In Organic Chemistry, Bonding refers to the process of a carbon-based molecule forming a chemical bond due to the attractive interactions between two atoms. This attraction may be seen as a consequence of the nucleophilic properties of the substituents binding to the carbon – this is because carbon usually has a net positive dipole (although there are a few exceptions).
In organic compounds, carbon is usually bonded to electronegative substituents. For example, the ketone functional group has an oxygen atom double bonded to the central carbon. Due to oxygen’s electronegativity, the electrons shared within the double bond are pulled towards the oxygen and away from the carbon. This electrostatic phenomenon causes the carbon to possess a partial positive charge. It is this dipole which makes the carbon so susceptible to many of the organic reactions where other substituents can bond to it.
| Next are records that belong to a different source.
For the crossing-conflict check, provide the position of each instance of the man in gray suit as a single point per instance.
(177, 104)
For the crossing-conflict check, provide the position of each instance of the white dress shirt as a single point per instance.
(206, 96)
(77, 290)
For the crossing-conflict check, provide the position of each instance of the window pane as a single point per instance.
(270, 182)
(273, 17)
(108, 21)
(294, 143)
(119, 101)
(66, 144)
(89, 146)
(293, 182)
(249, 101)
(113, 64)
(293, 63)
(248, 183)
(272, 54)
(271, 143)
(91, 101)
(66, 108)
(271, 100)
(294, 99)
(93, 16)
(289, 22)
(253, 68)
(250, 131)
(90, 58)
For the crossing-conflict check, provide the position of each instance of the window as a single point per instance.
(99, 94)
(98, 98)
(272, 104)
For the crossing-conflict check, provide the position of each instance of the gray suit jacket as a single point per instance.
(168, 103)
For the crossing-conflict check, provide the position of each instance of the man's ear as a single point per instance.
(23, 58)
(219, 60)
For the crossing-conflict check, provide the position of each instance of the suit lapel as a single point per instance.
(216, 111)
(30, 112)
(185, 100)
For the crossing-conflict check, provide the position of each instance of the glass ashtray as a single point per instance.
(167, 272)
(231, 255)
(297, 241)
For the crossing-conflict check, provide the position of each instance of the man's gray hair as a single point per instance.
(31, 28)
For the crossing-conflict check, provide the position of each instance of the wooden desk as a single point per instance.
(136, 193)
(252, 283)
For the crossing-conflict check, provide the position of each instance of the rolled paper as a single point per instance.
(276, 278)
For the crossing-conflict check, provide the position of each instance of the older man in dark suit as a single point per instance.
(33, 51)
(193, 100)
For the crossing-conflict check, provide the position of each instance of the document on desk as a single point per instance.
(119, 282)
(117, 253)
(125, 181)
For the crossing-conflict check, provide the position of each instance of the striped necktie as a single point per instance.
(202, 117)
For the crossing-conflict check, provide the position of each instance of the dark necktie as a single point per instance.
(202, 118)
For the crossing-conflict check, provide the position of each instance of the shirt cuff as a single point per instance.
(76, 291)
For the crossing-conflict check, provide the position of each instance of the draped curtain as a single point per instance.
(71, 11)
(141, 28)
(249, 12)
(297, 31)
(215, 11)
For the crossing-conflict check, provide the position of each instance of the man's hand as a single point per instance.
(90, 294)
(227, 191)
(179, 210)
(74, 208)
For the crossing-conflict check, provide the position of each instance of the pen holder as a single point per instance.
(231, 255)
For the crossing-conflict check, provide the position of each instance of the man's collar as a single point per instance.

For example, in a typical SN2 reaction (which proceeds in a bimolecular manner), a nucleophile attacks the electrophile (due to the partial positive charge of the carbon) causing the leaving group to leave. This creates a new covalent bond which renders the carbon more stable. However, bonding can take place at a different rate in an SN1 reaction where a carbocation forms. This would form a stronger electrostatic force between the two entities causing them to bond immediately.
The phenomenon of bonding spans the spectrum of all reactions –by using this example of a SN1 reaction, it can be seen that understanding the rationale behind this behavior is crucial to predicting the outcome of reactions as well as three dimensional arrangements of atoms within a molecule.